L’exercice s’arrête là.
Nicole Stéphane évoque son principe de vie. Elle explique à Hélène : « Dans les pires moments, je rebondis, je m’accroche avec passion à quelque chose, comme je m’accroche avec passion pour certains êtres. » Rebondir : c’est ce qu’Hélène fait tout le temps, lorsqu’elle passe du coq à l’âne – principe de montage qui gouverne les films autant que le fil de la pensée. Mais, et c’est sans doute ce qui la relie à Nicole, il y a dans le rebondissement l’idée de péril, d’épreuve – la vie est redoutable. Les récits de Nicole sont emprunts d’obscurité. Cette part sombre sur laquelle on ne cesse de buter, Hélène la rencontre au détour de France Culture : une voix aimée, connue, mais d’outre-tombe, jaillit de la radio. Pas facile de faire disparaître une voix. Les échanges entre Nicole et Hélène relèvent de la confiance, de la confidence : leurs voix se fient l’une à l’autre, à ce qu’il se passe, à ce qui arrive, aux histoires qui sont racontées. Exemplaires, véridiques, inventées, inouïes, ces histoires sont des remèdes, il n’est pas impossible qu’elles permettent de guérir. Leur musicalité fait songer à une liberté conquise et dès lors précieuse.

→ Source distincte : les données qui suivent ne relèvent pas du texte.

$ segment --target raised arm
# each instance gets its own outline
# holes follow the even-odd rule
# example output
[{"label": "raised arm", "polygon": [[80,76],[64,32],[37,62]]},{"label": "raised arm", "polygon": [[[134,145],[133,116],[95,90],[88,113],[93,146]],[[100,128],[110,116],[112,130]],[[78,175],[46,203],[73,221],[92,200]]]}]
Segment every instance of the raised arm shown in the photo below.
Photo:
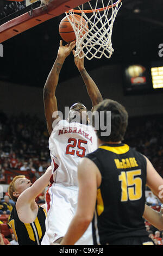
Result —
[{"label": "raised arm", "polygon": [[45,115],[47,120],[47,129],[50,135],[54,128],[52,127],[53,123],[59,117],[55,90],[58,83],[59,74],[66,58],[70,55],[75,45],[75,42],[72,42],[64,46],[62,41],[60,41],[57,59],[44,86]]},{"label": "raised arm", "polygon": [[146,204],[143,217],[155,228],[160,230],[163,230],[163,209],[162,208],[160,211],[158,212]]},{"label": "raised arm", "polygon": [[[75,51],[73,50],[73,55],[75,55]],[[80,54],[81,56],[82,53]],[[97,85],[89,75],[84,67],[84,57],[80,59],[78,57],[74,57],[75,64],[78,69],[83,80],[85,83],[88,94],[91,100],[92,110],[93,107],[103,100],[103,97]]]}]

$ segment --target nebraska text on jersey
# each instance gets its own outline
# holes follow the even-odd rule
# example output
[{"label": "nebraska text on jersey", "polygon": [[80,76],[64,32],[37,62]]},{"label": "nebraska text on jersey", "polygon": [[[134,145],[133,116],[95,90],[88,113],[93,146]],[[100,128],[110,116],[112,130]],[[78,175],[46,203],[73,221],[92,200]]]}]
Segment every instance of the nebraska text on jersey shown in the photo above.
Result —
[{"label": "nebraska text on jersey", "polygon": [[92,143],[92,137],[89,133],[87,133],[80,128],[77,127],[65,127],[61,130],[59,130],[58,136],[65,133],[78,133],[83,135],[85,138],[89,139]]}]

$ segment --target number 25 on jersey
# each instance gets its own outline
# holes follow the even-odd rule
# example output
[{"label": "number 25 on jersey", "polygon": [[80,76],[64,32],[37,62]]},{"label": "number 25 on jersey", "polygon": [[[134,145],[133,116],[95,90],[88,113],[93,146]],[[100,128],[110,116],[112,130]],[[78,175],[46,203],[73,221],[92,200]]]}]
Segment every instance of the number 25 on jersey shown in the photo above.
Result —
[{"label": "number 25 on jersey", "polygon": [[[68,143],[69,144],[66,147],[66,155],[72,155],[73,156],[75,154],[79,157],[84,157],[85,155],[86,148],[81,145],[81,144],[83,143],[86,144],[87,143],[87,141],[83,141],[83,139],[77,139],[74,138],[70,138],[68,139]],[[79,150],[77,149],[72,149],[77,145],[77,148]]]}]

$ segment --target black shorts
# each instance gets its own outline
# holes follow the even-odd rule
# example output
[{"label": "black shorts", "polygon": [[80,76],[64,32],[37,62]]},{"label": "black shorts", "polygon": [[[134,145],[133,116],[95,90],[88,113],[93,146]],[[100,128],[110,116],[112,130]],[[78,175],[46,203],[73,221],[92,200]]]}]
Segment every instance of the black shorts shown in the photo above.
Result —
[{"label": "black shorts", "polygon": [[155,245],[148,236],[124,237],[108,243],[109,245]]}]

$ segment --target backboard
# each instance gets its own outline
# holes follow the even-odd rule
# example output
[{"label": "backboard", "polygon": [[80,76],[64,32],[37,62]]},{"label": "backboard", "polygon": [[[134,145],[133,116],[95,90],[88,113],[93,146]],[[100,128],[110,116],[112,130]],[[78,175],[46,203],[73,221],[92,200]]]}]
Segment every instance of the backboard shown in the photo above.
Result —
[{"label": "backboard", "polygon": [[0,43],[87,2],[53,0],[44,5],[40,1],[29,5],[28,2],[28,6],[0,20]]}]

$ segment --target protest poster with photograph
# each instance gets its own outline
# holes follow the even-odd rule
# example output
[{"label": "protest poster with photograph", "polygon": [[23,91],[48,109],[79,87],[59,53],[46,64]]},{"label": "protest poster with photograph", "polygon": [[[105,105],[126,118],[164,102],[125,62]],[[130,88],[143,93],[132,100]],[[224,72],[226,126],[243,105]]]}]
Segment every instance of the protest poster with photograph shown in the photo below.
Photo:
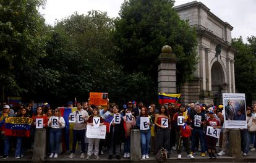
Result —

En 1993, en plein siège, Susan Sontag monte à Sarajevo En Attendant Godot de Beckett. Nicole Stéphane la suit. Elle réalise un film qui documente l’aventure. Dans un texte publié à son retour, Sontag note à quel point l’expérience émerge, ou procède, de l’obscurité : « Bien sûr, il y avait des obstacles. Pas des obstacles ethniques. De vrais obstacles. On répétait dans l’obscurité. D’ordinaire, la scène du théâtre, vide, était uniquement éclairée par trois ou quatre bougies, augmentées par les quatre lampes de poche que j’avais amenées avec moi. Lorsque j’ai demandé des bougies supplémentaires, on m’a dit qu’il n’y en avait pas ; plus tard on m’a dit qu’on les conservait pour nos représentations. En fait, je n’ai jamais su qui s’occupait des bougies ; elles étaient disposées au sol lorsque j’arrivais chaque matin au théâtre […] La façade du théâtre, son entrée, les vestiaires, le bar : tout cela avait été pilonné un an avant et les débris n’avaient jamais été nettoyés. » 7 Les voix et les ténèbres : cette donnée est au cœur du travail d’Hélène Delprat. Entêtantes, légendaires, elles émergent de profondeurs que seule l’artiste peut nommer. Immatérielles, elles donnent un pouls à l’existence, la rythment sans jamais la figer. Les lampes de poche de Susan Sontag, les bougies: autant d’inflexions infimes, presque invisibles, qui, comme les voix, nous guident dans la pénombre.